Very early morning at DFW waiting for my flight, and the little ERJ-175 waiting for me at the end of the jetway is just being nudged from her slumbers by the ground service team.
I do like these jets better than their little sisters. Something about the engines-under-wing configuration is comforting. And the seat configuration in the RJs is a bit less crowded since they’re usually 2/2 in economy and 1/2 in business.
Hoping for a smooth flight over the southern Rockies and the desert.
It’s been a long day with clients and journalists. I needed the protein. And I turned down a ton of carbs, but there is probably a half pound of brisket and a half pound of chicken on the table.
Lord help me, I love Texas.
I skipped the toast and the hash browns (should have just told them to hold it.) Gorged on this huge chicken breast/spinach/jalapeño/onion omelet. Along with five cups of Ellen’s superb coffee, I walked out floating on air.
This is my new Dallas hangout.
Stopped atop Donner Summit on my way from a meeting in Reno to a meeting in San Jose, I could not help thinking about the engineering that went into piercing this steepest of North American mountain ranges with a transportation artery that links the nation with coastal California.
The story of the construction of the transcontinental railroad is a treasured piece of American lore, and the project’s great historians tell us that effort to cross the Sierras with iron rails was the most arduous part of that undertaking.

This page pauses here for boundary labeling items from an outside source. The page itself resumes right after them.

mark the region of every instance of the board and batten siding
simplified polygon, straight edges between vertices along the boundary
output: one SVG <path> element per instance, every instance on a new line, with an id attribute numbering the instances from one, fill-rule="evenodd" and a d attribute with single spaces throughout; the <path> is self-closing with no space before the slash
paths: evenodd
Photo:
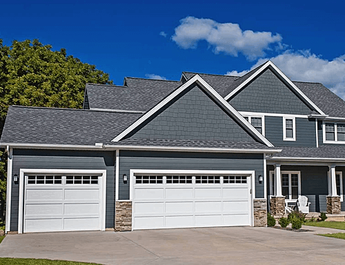
<path id="1" fill-rule="evenodd" d="M 258 176 L 264 175 L 262 154 L 192 153 L 177 152 L 120 151 L 119 199 L 128 199 L 130 179 L 124 183 L 124 174 L 130 169 L 255 170 L 255 195 L 264 197 L 264 184 Z"/>
<path id="2" fill-rule="evenodd" d="M 283 140 L 283 117 L 265 116 L 265 137 L 275 146 L 316 147 L 315 119 L 295 118 L 296 141 Z"/>
<path id="3" fill-rule="evenodd" d="M 106 228 L 114 227 L 115 153 L 102 151 L 14 150 L 12 174 L 21 168 L 106 170 Z M 18 230 L 19 185 L 12 184 L 10 230 Z"/>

Building the Lincoln Highway through the Sierras, and later Interstate 80, have been almost ignored. What of the engineering, of the careful balance between the needs of the automobile and the need to care for the land, of the value unleashed by eliminating the need to veer northwards to the Columbia River or southwards to Tehachapi?

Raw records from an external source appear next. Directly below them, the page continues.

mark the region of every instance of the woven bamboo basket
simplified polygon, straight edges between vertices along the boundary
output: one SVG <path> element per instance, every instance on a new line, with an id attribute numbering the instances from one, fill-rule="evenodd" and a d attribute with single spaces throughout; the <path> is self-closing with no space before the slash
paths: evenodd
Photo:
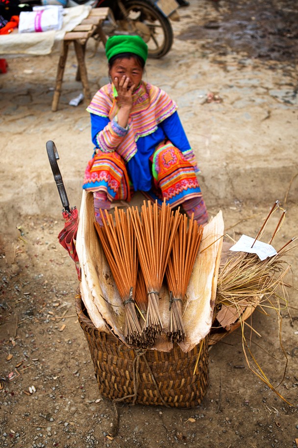
<path id="1" fill-rule="evenodd" d="M 177 344 L 169 352 L 134 350 L 112 333 L 97 330 L 78 293 L 75 307 L 103 397 L 115 402 L 179 408 L 200 403 L 208 385 L 208 336 L 187 353 Z"/>
<path id="2" fill-rule="evenodd" d="M 76 242 L 81 277 L 75 305 L 102 396 L 115 402 L 181 408 L 201 403 L 208 385 L 208 347 L 224 231 L 220 215 L 206 233 L 201 245 L 206 250 L 198 255 L 191 278 L 184 315 L 189 337 L 178 344 L 164 336 L 151 349 L 134 349 L 123 336 L 123 303 L 94 228 L 93 195 L 83 195 Z M 165 322 L 166 293 L 161 291 L 159 302 Z"/>

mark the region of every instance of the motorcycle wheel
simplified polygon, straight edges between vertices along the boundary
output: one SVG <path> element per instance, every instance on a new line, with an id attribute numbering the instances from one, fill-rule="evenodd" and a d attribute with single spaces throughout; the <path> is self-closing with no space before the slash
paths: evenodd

The pioneers would have not dared to conceive of traveling from Truckee Meadows to the San Francisco Bay in a week, much less in an afternoon. And yet, here I am, and with time enough to stop in Dixon for lunch.
My historian’s nose tells me there is more to be learned and a bigger story to be told, and I file it away for future thought. Sitting back down in my car, I say a silent “thank you” to the trailblazers who found this pass, to the surveyors who chose the path, to the engineers who designed it, and to the legions of men who hewed it out of the granite.
I found my perfect breakfast on the south side of Reno while prepping for a client meeting. Peg’s offers the ideal breakfast for my training program: grilled chicken, egg whites, and basmati rice. Tons of protein, just the right amount of fat, and enough carbs to power me through the day.
Thank you, Peg’s!
Virgin Atlantic Clubhouse, Heathrow. The breakfast smells incredible, and I didn’t have dinner last night.
But I am declining, even the croissants, saving my calories for the Kosher Kedassia meals on the flight. There will be foods on my tray that are not on my training program, so I need to choose my sins.
But boy, am I hungry. The temptation to partake is extreme.
Egg whites, unsalted; a porridge of rolled oats and protein powder; a pot of English Breakfast tea and a liter of still water.